Existing research has contributed a variety of benchmarks to measure the alignment between different modalities like vision, language and audio. The best way to test for alignment are retrieval benchmarks like Winoground, where the model is tasked to retrieve items like images from a big database that best match a key, e.g. a given text. Image or text generation benchmarks in contrast have unreliable automatic evaluation because defining a sensible distance metric between a ground truth image or text and a generated one is very hard.

Learning the alignment currently works very well for higher level concepts, for example understanding the visual differences between a wolf and a bear, but it fails in the details. For example simple spatial understanding like discerning between left and right surprisingly often does not work. Also unusual compositions are rarely understood well. For the prompt “a cup on a spoon” DALLE-2, the image generation model, generates only spoons in cups. This reveals serious deficits in the model’s language understanding.

This project aims to overcome failure cases of those existing solutions by improving models that understand the relationship between words and images (possibly also videos) measured by existing benchmarks. Additionally, new benchmarks to measure the performance in those areas more precisely will be created.
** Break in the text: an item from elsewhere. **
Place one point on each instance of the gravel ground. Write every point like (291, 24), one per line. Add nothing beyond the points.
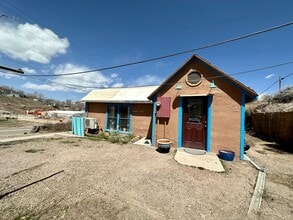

At last the point is to demonstrate that these image-text multimodal models can outperform language models in purely textual domains (when there is no visual information available at inference time).

For the first step there could be three sources of the aforementioned problems with image-text models: the model architecture, the data and the learning strategy.

-The initial experiments have shown that the image and text processing architectures are capable of learning basic physical relations like “left” and “right”

-Since the datasets used in this domain contain millions up to billions of image-text pairs, a lack of data also seems unlikely.

-Therefore, either the quality of the data or the learning strategies must be the problem.

To start, the goal of this project is therefore to examine the data quality for the specific purposes and to improve image-text alignment via novel curriculum learning strategies.

The main challenges will be working with very big datasets and doing meaningful evaluation.